[SciPy-user] Ols for np.arrays and masked arrays

Mon Jan 19 15:30:57 EST 2009

On Mon, Jan 19, 2009 at 11:53 AM, Bruce Southey <bsouthey at gmail.com> wrote:
> Hi,
> I do not want to sound overly critical as I would like to assist with this.
>
> I am not sure of what your design goal is and what should the Regression
> class actually contain and do.  Do you want something like an R lm object?
>

After our previous discussion, I was thinking how a more useful
interface for regression analysis could look like (without using a
full formula framework).
The ols estimation part was just a quick example for a regression. The
main purpose of this is to find a good interface.

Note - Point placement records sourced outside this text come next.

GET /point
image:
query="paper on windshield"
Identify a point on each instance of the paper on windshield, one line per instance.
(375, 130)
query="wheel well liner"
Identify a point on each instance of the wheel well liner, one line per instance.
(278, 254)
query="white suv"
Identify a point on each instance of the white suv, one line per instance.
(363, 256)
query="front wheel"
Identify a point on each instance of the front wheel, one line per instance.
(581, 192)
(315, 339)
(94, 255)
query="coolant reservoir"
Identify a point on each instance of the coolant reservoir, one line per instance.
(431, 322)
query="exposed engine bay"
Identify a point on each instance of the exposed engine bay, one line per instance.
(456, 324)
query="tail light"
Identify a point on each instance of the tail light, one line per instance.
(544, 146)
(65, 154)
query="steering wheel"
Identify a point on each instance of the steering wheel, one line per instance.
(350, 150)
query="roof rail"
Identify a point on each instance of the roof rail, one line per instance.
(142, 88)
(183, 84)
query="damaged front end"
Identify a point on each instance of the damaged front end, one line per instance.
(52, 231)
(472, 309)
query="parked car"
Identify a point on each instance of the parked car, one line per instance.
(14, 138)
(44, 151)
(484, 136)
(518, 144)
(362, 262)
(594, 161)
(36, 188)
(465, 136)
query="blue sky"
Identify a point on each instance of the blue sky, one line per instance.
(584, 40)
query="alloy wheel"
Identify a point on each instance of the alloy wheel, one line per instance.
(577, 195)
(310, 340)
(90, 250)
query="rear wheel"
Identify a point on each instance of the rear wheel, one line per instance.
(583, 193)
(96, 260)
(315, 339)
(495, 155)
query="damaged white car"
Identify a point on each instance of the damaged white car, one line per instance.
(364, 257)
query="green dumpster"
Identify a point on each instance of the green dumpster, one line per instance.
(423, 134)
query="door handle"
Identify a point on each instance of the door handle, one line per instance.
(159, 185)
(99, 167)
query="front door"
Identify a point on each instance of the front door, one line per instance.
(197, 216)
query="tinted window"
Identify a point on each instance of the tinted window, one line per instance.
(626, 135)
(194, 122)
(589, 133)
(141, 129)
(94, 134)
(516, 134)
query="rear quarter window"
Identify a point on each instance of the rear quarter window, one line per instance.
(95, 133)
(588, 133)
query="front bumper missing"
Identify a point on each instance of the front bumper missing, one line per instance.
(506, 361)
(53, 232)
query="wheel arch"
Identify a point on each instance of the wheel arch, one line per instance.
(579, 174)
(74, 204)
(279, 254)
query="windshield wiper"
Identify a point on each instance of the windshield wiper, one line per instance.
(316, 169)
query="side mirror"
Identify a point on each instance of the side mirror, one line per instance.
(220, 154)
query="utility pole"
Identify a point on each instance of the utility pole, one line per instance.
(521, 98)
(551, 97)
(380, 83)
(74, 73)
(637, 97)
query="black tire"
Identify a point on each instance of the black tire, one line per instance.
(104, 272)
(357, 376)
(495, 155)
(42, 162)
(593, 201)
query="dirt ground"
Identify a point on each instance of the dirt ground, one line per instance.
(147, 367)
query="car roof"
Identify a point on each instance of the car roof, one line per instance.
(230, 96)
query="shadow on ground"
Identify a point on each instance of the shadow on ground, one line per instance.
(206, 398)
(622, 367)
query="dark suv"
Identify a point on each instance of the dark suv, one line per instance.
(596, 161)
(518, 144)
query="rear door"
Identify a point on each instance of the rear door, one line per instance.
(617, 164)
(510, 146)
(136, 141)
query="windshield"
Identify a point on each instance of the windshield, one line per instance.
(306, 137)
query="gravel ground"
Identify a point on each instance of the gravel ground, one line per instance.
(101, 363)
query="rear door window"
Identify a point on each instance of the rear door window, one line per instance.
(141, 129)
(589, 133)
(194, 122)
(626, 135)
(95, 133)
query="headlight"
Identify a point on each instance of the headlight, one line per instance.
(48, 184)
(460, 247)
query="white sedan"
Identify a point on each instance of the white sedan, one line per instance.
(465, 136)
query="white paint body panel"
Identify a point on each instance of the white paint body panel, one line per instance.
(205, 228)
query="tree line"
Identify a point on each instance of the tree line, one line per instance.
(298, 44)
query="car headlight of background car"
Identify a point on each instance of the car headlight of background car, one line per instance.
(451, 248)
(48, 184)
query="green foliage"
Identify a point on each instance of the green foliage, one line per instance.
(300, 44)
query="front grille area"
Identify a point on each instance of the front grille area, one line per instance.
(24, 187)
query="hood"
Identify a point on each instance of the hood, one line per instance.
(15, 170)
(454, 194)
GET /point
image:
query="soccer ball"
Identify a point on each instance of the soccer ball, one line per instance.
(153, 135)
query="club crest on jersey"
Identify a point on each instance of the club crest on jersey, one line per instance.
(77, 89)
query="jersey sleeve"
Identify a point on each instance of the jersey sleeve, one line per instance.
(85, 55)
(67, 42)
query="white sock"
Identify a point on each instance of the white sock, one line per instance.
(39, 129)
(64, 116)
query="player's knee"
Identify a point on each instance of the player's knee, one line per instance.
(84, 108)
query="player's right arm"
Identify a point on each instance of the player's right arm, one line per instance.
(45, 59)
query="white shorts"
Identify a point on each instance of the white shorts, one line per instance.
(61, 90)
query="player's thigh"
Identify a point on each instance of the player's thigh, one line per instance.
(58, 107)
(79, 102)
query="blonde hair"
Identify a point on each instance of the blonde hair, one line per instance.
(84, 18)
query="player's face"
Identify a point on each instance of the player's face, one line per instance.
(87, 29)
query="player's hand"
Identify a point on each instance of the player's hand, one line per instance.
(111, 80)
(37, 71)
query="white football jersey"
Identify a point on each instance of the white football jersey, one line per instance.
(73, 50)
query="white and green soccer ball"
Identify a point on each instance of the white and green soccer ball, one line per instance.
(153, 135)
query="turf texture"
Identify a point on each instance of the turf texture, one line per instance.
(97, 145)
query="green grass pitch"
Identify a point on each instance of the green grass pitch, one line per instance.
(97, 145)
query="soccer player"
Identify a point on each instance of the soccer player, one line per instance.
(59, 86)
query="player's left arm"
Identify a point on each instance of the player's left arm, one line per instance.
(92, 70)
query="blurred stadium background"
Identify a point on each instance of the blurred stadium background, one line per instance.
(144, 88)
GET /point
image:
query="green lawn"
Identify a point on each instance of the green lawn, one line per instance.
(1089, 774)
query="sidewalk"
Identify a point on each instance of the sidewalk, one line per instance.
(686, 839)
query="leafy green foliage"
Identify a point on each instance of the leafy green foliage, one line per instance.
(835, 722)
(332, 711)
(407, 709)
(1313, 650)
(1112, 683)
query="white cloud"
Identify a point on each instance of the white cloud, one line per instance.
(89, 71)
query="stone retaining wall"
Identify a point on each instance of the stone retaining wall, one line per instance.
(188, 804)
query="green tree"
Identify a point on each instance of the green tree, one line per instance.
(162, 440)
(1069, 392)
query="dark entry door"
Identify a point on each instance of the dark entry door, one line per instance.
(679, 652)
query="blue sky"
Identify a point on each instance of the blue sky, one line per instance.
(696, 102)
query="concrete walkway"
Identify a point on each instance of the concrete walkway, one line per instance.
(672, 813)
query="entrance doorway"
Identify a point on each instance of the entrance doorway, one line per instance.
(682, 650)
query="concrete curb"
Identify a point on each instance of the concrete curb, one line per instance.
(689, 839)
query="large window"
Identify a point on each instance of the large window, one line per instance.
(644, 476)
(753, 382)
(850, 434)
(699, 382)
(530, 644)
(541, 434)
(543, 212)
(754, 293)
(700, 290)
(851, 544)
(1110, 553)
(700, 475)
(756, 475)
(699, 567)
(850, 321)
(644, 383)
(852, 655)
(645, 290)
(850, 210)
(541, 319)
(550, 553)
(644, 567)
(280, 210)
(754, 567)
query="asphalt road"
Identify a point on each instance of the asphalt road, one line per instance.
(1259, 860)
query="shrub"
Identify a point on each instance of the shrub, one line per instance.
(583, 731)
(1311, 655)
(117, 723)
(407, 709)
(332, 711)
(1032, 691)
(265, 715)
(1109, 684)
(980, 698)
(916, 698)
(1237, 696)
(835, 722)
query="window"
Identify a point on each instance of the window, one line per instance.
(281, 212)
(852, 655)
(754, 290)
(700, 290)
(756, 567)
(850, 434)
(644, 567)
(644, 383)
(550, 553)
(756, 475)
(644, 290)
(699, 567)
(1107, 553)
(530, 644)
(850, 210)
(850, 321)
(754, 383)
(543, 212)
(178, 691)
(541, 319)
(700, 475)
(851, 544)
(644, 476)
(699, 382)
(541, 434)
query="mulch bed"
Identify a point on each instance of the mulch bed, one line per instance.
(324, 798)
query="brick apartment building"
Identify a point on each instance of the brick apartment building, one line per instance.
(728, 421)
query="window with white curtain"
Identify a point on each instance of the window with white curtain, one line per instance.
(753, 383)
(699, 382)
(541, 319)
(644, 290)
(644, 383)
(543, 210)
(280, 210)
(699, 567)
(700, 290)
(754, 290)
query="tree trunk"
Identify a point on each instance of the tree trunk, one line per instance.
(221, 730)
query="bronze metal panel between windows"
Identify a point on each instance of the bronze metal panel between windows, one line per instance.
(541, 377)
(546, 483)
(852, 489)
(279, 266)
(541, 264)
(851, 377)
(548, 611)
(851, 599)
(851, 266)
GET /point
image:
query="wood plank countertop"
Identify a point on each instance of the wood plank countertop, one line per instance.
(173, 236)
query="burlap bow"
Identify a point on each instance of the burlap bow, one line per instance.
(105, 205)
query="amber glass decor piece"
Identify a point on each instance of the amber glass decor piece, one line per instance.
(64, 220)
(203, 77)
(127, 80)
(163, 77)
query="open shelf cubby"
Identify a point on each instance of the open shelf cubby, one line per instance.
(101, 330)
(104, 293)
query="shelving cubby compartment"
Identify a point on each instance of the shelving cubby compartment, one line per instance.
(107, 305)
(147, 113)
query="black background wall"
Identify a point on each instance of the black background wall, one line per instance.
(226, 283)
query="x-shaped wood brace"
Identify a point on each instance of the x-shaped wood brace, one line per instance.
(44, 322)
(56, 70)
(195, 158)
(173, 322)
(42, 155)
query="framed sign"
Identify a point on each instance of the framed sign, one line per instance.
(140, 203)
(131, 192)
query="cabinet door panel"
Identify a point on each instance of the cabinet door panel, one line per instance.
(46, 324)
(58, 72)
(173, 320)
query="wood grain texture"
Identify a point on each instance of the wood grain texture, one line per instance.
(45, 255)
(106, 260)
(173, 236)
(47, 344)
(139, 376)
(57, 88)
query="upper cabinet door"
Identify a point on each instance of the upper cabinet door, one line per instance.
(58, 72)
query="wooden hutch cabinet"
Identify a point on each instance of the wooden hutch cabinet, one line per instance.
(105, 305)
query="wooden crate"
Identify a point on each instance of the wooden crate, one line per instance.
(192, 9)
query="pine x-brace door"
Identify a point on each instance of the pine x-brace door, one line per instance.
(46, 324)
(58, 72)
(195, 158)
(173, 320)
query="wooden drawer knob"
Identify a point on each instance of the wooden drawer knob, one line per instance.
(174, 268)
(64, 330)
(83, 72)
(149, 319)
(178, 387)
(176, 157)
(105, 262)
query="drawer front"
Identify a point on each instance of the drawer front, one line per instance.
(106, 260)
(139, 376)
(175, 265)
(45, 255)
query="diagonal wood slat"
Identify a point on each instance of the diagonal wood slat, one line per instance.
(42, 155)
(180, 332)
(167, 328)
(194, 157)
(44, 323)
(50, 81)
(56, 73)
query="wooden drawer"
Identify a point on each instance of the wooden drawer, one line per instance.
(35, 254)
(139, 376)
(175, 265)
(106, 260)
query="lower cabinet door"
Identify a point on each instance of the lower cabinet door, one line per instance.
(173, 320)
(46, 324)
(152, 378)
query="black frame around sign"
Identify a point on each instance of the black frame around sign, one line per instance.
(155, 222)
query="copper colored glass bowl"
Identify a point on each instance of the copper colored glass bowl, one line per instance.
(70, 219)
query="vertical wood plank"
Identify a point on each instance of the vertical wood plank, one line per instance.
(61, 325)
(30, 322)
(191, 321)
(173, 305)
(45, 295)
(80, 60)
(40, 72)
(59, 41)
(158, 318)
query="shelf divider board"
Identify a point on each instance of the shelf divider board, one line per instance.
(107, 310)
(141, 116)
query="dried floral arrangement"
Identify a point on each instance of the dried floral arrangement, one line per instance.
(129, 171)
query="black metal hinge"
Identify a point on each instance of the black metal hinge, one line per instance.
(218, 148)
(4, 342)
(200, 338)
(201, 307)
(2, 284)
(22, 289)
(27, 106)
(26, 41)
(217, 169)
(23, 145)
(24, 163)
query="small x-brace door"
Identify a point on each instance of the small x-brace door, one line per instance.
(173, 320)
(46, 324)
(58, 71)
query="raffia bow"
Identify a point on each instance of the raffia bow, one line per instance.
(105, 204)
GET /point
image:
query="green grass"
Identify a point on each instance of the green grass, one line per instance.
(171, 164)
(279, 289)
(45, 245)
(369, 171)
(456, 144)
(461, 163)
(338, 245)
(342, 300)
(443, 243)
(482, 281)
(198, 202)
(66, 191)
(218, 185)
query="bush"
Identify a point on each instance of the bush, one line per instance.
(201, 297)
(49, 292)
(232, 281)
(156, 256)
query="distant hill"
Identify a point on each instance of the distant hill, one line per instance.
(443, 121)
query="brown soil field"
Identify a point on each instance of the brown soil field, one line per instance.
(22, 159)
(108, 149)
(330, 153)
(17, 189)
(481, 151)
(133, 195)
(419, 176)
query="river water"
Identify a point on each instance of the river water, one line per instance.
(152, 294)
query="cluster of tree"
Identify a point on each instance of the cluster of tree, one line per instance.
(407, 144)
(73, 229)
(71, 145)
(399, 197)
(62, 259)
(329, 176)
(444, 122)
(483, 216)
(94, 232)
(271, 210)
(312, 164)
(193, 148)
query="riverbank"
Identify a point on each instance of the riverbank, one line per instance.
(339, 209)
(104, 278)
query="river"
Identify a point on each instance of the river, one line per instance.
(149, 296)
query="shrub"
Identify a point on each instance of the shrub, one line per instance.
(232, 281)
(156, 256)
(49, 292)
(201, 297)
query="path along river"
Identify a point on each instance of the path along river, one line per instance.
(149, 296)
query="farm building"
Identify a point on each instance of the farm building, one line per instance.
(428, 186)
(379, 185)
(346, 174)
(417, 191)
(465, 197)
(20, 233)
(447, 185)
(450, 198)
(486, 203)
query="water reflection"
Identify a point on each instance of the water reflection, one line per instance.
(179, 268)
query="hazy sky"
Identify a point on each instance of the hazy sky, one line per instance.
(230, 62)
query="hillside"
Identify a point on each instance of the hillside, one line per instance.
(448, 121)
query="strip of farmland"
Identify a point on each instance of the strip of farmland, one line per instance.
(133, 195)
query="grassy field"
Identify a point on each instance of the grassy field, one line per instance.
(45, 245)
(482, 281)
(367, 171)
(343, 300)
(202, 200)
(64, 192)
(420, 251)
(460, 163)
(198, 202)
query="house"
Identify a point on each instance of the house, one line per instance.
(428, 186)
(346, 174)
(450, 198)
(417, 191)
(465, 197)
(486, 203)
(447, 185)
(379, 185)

My basic idea was to create a general regression class, that does the
initialization and common calculation and the specific estimation is
implemented in the subclasses, e.g. OLS, GLS, Ridge,...(?). For the
basic statistics, which are calculated on demand, I'm planning
something like http://www.scipy.org/Cookbook/OLS. I would like also to
get a similar wrapper  for non-linear least squares, optimize.leastsq,
because that doesn't produce the (normalized) parameter standard
errors, or for non-linear maximum likelihood estimator. Also, I don't
want to duplicate work in stats.models.

> But, I do not like that your _init_ function does so much work that
> probably does not belong there. I would have thought that it would just
> initialize certain important variables including the solutions (b). One
> reasons is perhaps you just want to update the input arrays but this
> design forces you to create a new object.
>
> At what stage should you check for valid inputs and the correct
> dimensions of x?

I think this is the main point of the __init__ function, to transform
the data from a convenient specification for the user to the form that
is used by the estimation procedures. If the design matrix is not
already a "clean" array, then it needs to copied at least once to be
handed to linalf (as far as I understand this)

>
> I would also prefer the object having the standard errors of the
> solutions and eventually other 'useful' statistics like sum of squares,
> R-squared. However, I do not know how to the standard errors using
> linalg.lstsq (I vaguely recall there is another way that would work).
> The others are easy to get probably on demand like R's summary function.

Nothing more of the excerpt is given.